Tuesday, January 17, 2017

In Camera
Jan 15 2017


The sense of detachment 
behind the camera
is one way to pass through the world.

I feel protected, there;
shrouded in my black drape
peering through my blinkered frame.

A tight shot, on fast film
a shallow depth of field;
like life, thin-sliced
glimpsed through a keyhole. 

Glass plays with light,
breaking, and bending, and sending it back
so nothing is 
as it seems.
Its constant speed,
even as time is stopped
and light caught
in endless shades of grey.

How clear
if there were nothing between us?
No clouded lens, flawed cornea
murky layer of tears?
If all of you entered
would your light strike me blind?

While so much hides
in plain sight
or wilful illusion.
And memory 
weaves its fabulous tales;
conjuring the past 
in the red glow
of its dark cloistered chamber.

How a picture appears
in its fixative bath,
the slow reveal
the moment captured.
And a photograph yellows
in back of sticky drawer,
which has, for years, held fast.

If the eyes
are a window into the soul
how long can I keep them closed,
before the darkness
is overwhelming?




The Latin in camera at first glance confuses. It seems to suggest openness, because a camera looks in; but, of course, actually means “in secret session”.  Since the poem is about the slipperiness of reality, I thought the inherent confusion of this term  made a good title.  I like how the opening stanza then whipsaws the reader from secrecy to seeing.
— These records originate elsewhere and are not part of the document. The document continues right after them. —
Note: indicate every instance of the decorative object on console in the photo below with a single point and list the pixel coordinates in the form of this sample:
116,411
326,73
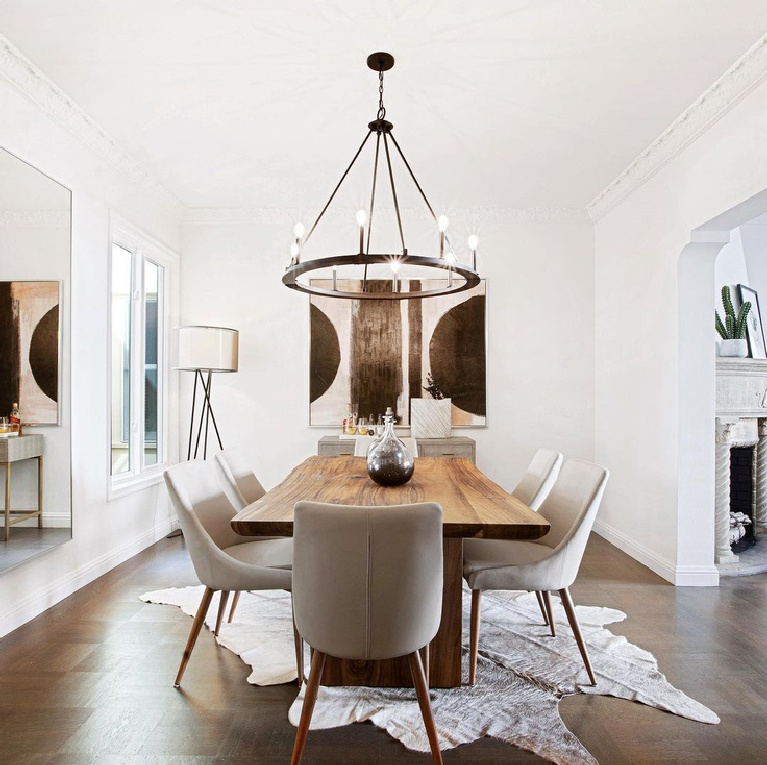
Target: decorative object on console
459,276
753,321
30,338
389,461
201,350
430,417
374,353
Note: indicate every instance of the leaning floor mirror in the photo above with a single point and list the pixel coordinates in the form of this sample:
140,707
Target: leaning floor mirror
35,447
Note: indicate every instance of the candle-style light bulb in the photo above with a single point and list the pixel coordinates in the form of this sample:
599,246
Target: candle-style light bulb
361,220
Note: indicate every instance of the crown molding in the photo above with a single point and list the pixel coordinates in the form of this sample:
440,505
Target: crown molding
32,83
39,218
216,216
748,72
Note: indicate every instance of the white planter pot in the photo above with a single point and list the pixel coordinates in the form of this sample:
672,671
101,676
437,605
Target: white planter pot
733,348
431,418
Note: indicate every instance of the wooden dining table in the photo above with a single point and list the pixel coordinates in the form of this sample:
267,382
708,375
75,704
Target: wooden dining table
473,506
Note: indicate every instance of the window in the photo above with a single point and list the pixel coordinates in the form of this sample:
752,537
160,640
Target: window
138,390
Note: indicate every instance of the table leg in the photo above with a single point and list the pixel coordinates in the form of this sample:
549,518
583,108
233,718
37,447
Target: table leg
7,500
445,649
40,491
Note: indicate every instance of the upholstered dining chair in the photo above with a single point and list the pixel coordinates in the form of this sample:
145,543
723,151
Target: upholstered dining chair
534,487
367,584
361,446
223,560
239,481
549,563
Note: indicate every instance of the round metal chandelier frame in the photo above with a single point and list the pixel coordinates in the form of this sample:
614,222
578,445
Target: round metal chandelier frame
446,261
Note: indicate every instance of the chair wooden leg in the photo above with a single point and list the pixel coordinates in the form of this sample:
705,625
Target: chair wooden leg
542,607
312,686
550,611
476,605
199,620
567,602
298,643
235,601
425,662
422,694
223,599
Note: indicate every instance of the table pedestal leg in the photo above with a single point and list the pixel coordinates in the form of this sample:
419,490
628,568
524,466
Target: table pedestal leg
445,649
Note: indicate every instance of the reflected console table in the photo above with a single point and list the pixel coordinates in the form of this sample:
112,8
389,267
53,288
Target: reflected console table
14,449
455,446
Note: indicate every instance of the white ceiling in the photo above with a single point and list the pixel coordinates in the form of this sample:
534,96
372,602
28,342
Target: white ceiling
236,103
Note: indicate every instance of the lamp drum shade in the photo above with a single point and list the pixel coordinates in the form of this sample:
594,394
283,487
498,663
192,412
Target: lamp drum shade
207,348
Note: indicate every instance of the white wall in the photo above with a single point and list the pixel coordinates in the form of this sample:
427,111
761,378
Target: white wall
540,330
654,418
104,533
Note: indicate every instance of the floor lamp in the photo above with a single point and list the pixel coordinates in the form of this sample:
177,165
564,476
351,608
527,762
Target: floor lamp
205,351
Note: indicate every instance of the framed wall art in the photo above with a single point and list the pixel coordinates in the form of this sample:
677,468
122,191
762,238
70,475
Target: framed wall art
374,354
30,350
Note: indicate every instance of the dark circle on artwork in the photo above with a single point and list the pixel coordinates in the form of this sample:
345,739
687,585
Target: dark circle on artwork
44,354
325,354
457,355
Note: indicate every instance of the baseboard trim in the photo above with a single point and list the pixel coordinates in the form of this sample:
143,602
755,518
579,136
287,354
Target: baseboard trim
63,587
681,576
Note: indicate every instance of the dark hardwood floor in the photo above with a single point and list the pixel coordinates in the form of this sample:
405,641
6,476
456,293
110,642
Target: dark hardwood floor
90,681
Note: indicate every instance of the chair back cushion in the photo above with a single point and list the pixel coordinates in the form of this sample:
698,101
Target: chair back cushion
238,477
204,513
539,479
367,581
572,505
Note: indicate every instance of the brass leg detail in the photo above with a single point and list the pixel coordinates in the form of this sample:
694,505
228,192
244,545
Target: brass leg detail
550,611
422,694
567,602
476,601
312,686
199,619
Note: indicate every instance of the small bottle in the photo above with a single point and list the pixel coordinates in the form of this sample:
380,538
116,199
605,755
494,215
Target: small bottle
15,419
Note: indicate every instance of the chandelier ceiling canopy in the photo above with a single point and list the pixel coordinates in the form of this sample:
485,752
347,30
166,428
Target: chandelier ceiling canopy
342,270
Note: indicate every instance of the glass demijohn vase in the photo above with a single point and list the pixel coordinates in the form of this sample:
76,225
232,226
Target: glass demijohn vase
389,461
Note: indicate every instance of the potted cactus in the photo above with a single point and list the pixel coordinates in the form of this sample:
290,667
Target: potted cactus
733,329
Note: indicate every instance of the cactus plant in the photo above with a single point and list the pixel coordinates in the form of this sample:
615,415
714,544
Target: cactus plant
734,325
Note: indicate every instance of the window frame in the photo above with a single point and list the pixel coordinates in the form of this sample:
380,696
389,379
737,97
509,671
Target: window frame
142,248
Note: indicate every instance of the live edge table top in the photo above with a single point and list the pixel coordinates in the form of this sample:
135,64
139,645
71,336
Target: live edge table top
472,505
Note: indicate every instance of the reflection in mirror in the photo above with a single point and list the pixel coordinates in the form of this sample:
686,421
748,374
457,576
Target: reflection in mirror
35,458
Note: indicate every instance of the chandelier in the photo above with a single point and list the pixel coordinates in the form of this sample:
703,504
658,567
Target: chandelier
455,276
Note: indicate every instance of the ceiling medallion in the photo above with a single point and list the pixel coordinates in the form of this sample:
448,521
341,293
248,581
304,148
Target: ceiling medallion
353,268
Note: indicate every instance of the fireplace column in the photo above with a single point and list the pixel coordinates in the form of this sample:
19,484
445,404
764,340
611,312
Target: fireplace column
722,550
760,480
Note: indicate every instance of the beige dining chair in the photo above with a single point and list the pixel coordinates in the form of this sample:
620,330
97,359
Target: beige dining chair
367,584
223,560
534,487
361,446
547,564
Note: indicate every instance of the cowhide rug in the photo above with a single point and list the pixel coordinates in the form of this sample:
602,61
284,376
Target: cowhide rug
522,674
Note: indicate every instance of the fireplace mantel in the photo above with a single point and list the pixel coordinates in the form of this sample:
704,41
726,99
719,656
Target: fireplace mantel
741,387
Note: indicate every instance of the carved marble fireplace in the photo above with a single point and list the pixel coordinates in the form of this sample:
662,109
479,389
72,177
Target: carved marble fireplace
741,423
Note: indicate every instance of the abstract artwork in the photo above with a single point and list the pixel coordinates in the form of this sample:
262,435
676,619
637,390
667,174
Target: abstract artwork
374,354
29,339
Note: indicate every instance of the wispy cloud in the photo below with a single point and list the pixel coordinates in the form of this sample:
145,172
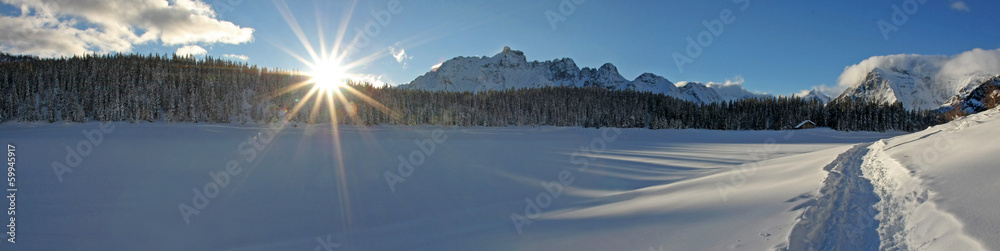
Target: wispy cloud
945,68
191,50
237,56
62,28
959,6
400,55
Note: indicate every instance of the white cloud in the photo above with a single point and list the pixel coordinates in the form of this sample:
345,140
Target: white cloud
959,6
829,91
191,50
237,56
400,55
943,68
62,27
731,89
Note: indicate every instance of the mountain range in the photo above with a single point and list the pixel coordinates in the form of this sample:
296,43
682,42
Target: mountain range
509,69
917,81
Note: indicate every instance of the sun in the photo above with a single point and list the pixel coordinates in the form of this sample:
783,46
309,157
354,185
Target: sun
328,75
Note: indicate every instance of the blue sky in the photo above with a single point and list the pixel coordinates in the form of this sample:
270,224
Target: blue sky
778,47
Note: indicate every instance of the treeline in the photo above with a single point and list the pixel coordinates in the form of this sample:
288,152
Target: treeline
184,89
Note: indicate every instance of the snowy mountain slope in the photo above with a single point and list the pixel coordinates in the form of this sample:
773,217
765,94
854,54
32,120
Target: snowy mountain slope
955,169
974,100
918,81
930,190
510,69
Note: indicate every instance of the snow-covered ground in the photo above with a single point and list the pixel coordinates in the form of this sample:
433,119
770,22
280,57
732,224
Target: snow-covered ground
204,186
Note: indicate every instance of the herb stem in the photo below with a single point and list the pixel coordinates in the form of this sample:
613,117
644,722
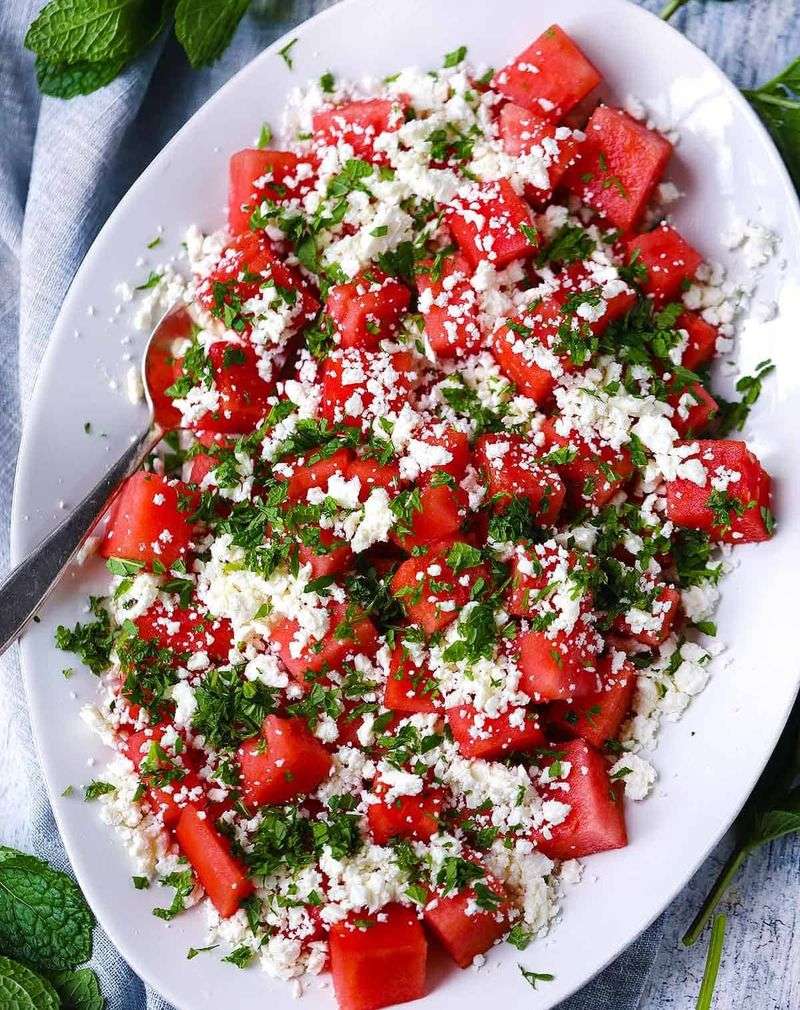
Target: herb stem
721,885
671,8
706,994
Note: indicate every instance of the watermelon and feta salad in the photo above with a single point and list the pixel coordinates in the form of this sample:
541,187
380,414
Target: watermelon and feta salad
434,543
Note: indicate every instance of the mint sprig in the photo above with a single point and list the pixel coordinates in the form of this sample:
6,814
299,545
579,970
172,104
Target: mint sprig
43,917
83,44
44,922
205,27
778,104
78,990
22,989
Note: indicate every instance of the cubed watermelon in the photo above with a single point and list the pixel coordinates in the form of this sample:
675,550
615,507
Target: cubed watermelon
379,960
551,77
620,164
286,761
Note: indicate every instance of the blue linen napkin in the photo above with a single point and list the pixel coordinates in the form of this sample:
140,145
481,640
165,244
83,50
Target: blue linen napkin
63,168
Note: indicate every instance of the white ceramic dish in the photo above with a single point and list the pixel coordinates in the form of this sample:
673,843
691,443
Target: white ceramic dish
709,762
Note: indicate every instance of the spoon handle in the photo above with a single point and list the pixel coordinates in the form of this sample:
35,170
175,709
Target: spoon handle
28,585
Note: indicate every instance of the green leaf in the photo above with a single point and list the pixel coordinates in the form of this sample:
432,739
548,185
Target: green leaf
706,994
774,824
455,58
61,80
286,53
205,27
21,989
78,990
97,788
532,978
43,917
778,104
71,30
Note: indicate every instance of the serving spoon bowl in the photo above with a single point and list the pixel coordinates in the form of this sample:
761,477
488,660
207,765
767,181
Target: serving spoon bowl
29,584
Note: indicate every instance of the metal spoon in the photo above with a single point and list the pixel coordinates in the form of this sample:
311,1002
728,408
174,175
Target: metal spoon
30,583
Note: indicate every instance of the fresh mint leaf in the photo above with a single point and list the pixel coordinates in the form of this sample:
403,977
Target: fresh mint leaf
533,978
286,53
22,989
78,990
455,58
71,30
43,917
62,80
778,104
205,27
95,789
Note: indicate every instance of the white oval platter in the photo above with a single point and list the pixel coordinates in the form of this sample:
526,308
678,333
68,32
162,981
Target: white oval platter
708,762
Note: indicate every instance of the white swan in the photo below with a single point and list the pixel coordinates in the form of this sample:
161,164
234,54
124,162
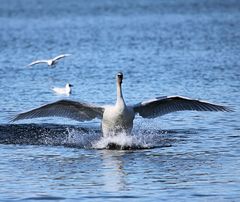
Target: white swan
50,62
119,117
63,91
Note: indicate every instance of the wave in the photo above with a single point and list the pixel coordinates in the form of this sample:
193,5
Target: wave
84,137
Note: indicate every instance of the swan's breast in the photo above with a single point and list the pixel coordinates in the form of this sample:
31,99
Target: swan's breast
117,119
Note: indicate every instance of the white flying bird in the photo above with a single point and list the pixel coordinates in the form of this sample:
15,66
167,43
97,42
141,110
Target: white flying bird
119,117
50,62
63,91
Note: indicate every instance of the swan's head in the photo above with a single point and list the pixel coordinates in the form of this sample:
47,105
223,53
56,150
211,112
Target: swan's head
69,85
119,77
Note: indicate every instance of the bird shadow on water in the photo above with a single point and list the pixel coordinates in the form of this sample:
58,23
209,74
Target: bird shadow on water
88,138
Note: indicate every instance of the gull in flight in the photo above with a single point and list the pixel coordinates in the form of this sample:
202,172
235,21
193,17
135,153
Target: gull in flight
119,118
50,62
63,91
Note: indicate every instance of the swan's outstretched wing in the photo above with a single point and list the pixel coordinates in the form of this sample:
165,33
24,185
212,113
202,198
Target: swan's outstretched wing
38,62
167,104
64,108
61,56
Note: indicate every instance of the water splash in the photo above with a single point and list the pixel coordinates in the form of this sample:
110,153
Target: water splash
88,138
121,141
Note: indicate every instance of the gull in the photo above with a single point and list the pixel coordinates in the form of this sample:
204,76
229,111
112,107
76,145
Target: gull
50,62
119,118
63,91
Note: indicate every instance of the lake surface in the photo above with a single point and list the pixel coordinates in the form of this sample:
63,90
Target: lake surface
189,48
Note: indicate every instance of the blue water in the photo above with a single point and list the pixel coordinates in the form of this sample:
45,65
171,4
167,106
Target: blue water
184,47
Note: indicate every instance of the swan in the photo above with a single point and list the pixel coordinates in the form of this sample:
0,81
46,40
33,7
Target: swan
63,91
119,118
50,62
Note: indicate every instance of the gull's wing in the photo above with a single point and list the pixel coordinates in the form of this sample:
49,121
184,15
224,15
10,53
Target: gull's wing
37,62
60,57
167,104
64,108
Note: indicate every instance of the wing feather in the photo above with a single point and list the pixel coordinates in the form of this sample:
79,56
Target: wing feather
60,56
167,104
79,111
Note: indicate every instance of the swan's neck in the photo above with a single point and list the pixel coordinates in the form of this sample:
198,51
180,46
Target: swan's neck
120,100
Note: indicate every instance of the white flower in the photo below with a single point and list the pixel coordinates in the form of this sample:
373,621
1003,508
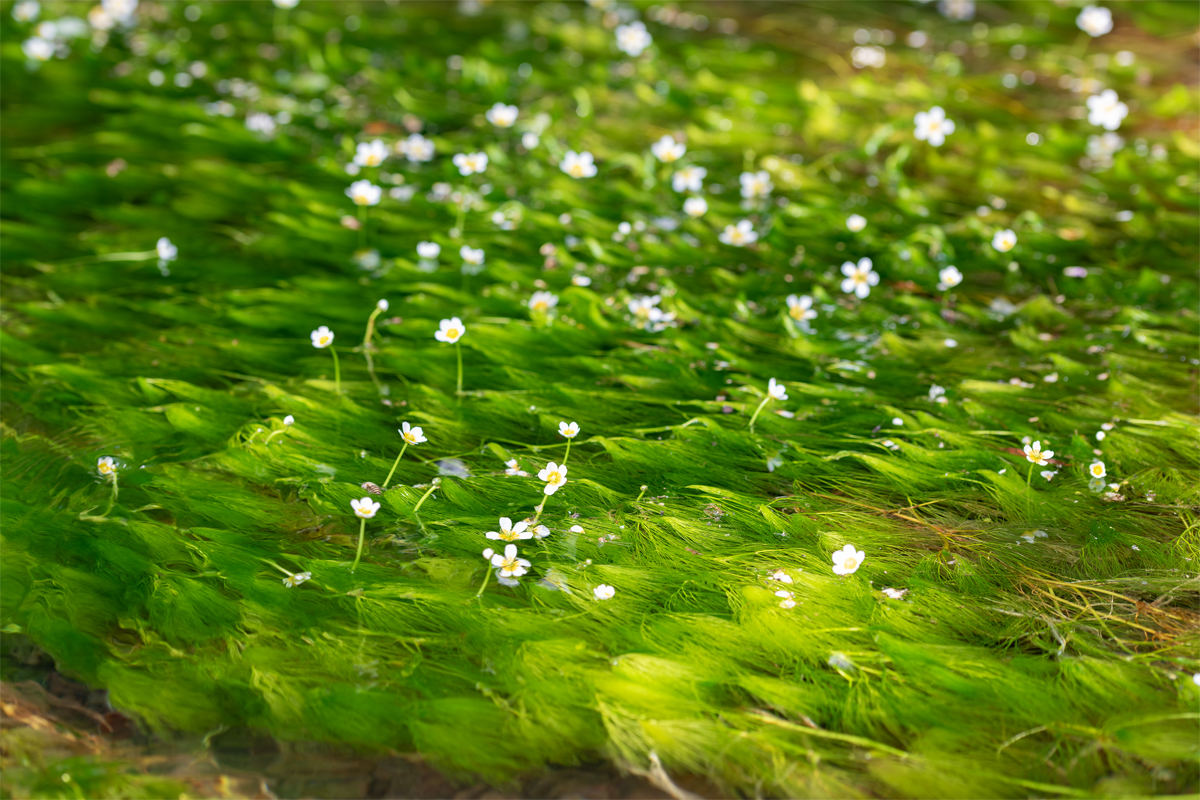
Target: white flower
322,337
37,48
543,301
949,277
502,116
695,206
756,184
933,126
27,11
297,579
364,193
667,150
555,477
633,38
371,154
799,307
1107,110
1005,240
472,256
1095,20
450,330
1035,455
859,278
415,148
412,434
847,559
365,507
469,163
689,179
167,252
510,566
739,235
577,164
510,533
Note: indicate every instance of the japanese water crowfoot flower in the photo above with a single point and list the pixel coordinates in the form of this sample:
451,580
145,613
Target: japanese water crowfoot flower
859,277
739,235
669,150
775,390
633,38
364,510
931,126
847,560
502,116
579,164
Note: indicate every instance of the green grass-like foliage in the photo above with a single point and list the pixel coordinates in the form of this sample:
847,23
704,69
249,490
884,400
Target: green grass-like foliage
1054,667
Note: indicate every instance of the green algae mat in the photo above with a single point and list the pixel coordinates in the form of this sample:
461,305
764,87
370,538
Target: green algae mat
801,398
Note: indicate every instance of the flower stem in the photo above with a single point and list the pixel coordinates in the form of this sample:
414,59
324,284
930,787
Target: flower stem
387,480
759,410
363,530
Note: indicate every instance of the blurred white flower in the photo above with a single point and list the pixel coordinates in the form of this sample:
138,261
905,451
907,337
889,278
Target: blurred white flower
933,126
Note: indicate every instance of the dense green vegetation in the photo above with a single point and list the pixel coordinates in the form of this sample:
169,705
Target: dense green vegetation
1039,633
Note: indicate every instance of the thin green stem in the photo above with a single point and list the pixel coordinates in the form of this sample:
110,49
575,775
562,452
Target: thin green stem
363,530
387,480
759,410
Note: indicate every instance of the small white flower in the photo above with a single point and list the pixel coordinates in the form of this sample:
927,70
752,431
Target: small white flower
933,126
579,164
949,277
510,533
366,507
371,154
555,477
543,301
847,560
859,278
633,38
364,193
799,307
1003,240
322,337
471,163
1107,110
502,116
755,185
1095,20
667,150
695,206
510,566
1035,455
412,434
472,256
739,235
450,330
689,179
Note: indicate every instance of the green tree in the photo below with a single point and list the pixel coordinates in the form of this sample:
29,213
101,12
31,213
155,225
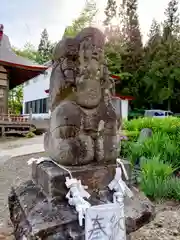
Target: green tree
85,18
163,75
15,100
45,48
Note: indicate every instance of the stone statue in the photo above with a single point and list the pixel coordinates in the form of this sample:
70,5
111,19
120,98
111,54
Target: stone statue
54,204
83,124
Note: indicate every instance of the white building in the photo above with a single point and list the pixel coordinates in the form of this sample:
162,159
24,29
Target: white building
35,97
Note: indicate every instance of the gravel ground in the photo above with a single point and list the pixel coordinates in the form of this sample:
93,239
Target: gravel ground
14,142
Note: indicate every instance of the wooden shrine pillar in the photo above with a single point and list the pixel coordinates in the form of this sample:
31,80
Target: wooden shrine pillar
4,87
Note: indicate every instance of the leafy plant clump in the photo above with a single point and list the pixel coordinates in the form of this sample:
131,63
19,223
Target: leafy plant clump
156,180
157,157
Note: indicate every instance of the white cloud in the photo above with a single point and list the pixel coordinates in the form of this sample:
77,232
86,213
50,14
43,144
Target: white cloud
25,20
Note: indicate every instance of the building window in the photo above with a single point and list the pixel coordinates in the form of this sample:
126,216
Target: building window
37,106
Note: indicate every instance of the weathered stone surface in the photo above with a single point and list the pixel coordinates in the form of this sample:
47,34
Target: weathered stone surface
80,100
34,215
51,178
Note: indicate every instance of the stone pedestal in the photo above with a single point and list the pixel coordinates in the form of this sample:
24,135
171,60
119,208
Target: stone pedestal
38,208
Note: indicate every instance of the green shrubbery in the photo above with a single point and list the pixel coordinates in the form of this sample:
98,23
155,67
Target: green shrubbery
159,154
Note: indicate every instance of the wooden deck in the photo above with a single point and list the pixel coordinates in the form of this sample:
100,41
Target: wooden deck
12,124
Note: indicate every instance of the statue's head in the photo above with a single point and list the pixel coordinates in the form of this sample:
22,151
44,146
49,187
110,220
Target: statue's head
79,63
We live in a visual world, and seeing is believing. Or is it? Because everything we know as true is merely a representation,  reproduced in the hermetic darkness of the skull and mind. And depends on incomplete information, on attention and salience, and on the psychological tricks played by circumstance, mood, and predisposition. 

Memory is not fixed. The brain is not a movie camera. Every time we recall something, the memory is remade:  depending on the context, certain aspects are reinforced, embellished, or suppressed. This confabulation makes even the past unreliable. 

The poem alternates between photography (non-digital) and the camera of the eye, between vision and perception. It touches on memory and our incomplete understanding of reality, and in so doing seems to be working through some failed relationship and inner struggle. Nothing is specified. I want the reader to read him/herself into it.